Well, this was disappointing. The same model showed some pretty good success in predicting the 15-16 season, but totally botched the 16-17 season.
Running the model to the 15-16 season, predicted goals had an r^2 of 0.3037 and predicted primary points had an r^2 of 0.3421. In this iteration, 80 forwards had their goals predicted correctly, 77 forwards had their primary points predicted correctly, and 36 players had both their goals and primary points predicted correctly.
For this season though, well, the model essentially failed. With the same weighting parameters and system, this season didn't seem to cooperate. Goals had an r^2 of 0.1982, and primary points had an r^2 of 0.2952. Of the 298 players evaluated, the model hit on just 51 players for goals, 66 for primary points, and a measly 25 for both.
Issues with the model:
I think it's too lenient.

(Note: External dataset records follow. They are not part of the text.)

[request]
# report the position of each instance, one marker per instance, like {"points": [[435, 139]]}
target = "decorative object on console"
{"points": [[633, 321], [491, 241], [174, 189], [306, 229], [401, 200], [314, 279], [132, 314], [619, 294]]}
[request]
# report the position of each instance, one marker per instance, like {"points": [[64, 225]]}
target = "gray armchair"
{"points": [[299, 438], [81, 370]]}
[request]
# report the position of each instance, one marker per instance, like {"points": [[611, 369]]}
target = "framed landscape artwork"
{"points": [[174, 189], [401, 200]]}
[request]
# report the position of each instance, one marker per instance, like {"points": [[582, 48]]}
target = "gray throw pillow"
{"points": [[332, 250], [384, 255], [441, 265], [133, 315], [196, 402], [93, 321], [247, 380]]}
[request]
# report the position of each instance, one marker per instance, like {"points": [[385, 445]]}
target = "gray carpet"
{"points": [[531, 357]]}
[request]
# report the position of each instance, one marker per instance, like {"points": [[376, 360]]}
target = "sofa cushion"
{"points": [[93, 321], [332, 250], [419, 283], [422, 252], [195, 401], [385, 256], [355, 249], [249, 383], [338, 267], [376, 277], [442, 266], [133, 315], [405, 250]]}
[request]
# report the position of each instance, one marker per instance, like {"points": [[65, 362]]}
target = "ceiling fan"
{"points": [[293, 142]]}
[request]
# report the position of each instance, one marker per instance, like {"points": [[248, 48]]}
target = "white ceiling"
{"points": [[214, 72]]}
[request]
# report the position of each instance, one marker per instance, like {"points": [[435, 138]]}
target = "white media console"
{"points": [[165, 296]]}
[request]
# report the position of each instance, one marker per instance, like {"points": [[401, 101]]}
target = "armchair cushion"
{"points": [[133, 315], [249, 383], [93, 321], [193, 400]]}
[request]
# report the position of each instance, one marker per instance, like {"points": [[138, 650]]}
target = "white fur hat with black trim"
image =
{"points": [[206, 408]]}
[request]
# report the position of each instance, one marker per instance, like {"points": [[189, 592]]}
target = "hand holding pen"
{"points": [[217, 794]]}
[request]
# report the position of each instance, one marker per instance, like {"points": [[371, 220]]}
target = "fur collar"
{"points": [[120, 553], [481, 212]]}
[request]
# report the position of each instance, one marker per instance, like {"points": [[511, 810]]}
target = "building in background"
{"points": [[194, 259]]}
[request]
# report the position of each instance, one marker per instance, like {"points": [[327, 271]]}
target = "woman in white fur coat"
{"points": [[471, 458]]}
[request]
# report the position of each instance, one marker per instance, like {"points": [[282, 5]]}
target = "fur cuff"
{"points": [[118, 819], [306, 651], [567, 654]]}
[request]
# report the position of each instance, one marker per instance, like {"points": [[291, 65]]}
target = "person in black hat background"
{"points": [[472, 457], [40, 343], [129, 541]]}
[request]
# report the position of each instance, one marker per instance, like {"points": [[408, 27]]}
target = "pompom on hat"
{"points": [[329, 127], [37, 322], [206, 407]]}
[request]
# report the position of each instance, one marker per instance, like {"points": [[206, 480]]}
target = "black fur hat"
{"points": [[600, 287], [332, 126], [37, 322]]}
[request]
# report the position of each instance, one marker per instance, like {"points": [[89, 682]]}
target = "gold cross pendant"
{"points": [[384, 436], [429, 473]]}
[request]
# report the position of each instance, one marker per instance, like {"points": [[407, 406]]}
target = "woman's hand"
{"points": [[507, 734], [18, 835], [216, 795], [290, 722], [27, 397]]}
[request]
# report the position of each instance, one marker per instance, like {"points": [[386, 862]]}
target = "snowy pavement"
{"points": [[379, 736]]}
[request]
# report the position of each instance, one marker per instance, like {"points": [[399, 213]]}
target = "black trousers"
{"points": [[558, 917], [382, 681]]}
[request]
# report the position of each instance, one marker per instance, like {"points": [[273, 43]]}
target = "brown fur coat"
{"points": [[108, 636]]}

The way the predictions work, if you can recall, is similar to 538's version of CARMELO. The issue, though, is that I don't think I'm getting enough separation to make each player unique. Each player, with the current weighting system, is coming away with too many comparable players. Throw all of these guys into the mix, and the model will end up projecting very close to league average, even for the league's better players.
For example, when running the projections for Sidney Crosby, 87 comes away with 144 player seasons with a positive similarity score. That's too many for Sid, who even I can admit, is in a league of his own. Now, a good sign is that no one has a similarity score over 57 (highest is Datsyuk's aged 29 season, a 97 point campaign for PD), but 144 players, even indexed based on their similarity score, is going to bring Crosby's projections down, and it does, predicting a high of 13.7 5v5 goals for Sid this year.
To counter this, I think I'm going to need to add more constraints to how the similarity scores are calculated.
But still, I think the power of this model comes in the way we can view a player's career trends, and not necessarily the actual numbers it produces. In the sense of, which players career goal and point totals are trending up based on similar players, and which players career goal and point totals are trending down based on similar players. Especially for upcoming free agents.
For example, a team may find themselves in the market for a UFA winger this year like Vanek or Stafford. Using these projections, they could get a baseline impression of how each players career will progress based on the previous careers of similar players...
(The first line in the below images is still the 16-17 season).
It's no surprise that the model is more optimistic in Vanek's future point totals, as Vanek has always been the more offensive player of the two, but, it is interesting that the model perceives a huge dropoff when Stafford hits age 34 that it doesn't have for Vanek. As always with signing players over 30 to long-term contracts, buyer-beware.
Continue to tinker. The model was only decent for the 15-16 season and was truly horrid for the 16-17 season. This probably means making the parameters more strict in order to get fewer and more accurate player projections. Which, I think means, adding more parameters.
I have plans on launching a Shiny app for the 17-18 season, but haven't gotten around to that yet.